One such area could be the use of AI by Supreme Audit Institutions (SAIs). The report highlights audit as an area where AI’s anomaly detection capabilities could be usefully deployed, and there could even be a role for GenAI in drafting standardised audit reports, especially as SAIs are increasingly asked to do more with limited resources (2023 Global SAI stocktaking Report, pp. 22–25).
Conclusion: from use cases to products and outcomes
Governing with AI provides a useful snapshot of how OECD governments are currently using AI. In line with previous observations from the OECD, it shows that AI adoption remains gradual and incremental, ‘evolutionary, not revolutionary’.
This is also in line with thinking about ‘AI as normal technology’. In this view, the large-scale adoption of any technology occurs only when there is a product that makes that technology useful and affordable for the average person. As more such products are developed, the technology can become ubiquitous, but this can take decades. For instance, the internet – the general-purpose technology directly preceding AI – was invented in the early 1970’s, with the first web browser created in the 1990s; Wikipedia, consistently in the list of the ten most-visited websites, was created in 2001, and Instagram in 2010.

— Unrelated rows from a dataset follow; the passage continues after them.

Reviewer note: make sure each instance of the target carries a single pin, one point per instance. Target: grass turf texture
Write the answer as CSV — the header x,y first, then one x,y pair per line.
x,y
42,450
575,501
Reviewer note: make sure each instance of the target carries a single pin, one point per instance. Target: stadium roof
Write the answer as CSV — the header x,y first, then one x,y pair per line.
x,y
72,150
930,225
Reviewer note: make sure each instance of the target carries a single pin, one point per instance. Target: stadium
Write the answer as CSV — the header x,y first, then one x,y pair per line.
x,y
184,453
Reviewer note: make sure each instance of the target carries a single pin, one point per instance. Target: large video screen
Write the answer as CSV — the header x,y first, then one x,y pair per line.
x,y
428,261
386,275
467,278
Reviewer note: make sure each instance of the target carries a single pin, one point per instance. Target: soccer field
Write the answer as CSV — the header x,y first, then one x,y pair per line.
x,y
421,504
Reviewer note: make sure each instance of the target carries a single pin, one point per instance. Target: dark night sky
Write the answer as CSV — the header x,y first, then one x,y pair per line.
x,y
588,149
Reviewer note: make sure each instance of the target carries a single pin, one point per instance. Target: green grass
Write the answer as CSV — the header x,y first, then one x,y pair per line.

In other words, AI adoption will pick up when there are reliable AI-powered products that users in government can rely on, without having to be particularly proficient in AI technologies per se. Even if we think that today’s chatbots provide an easy-to-use tool or interface, until issues of explainability and process adherence are resolved, they are not reliable enough for government use cases. The preponderance of pilots and experiments is thus likely to persist for some time.
This is not to detract from the report’s warning that governments need to be more proactive in engaging with AI. This is crucial for building up the skilled workforce that can evaluate potential applications of AI, and when and how these can be scaled up in government. This is particularly important for Ministries of Finance, whose traditional challenge role will increasingly mean interrogating the costs and benefits of government departments’ AI plans.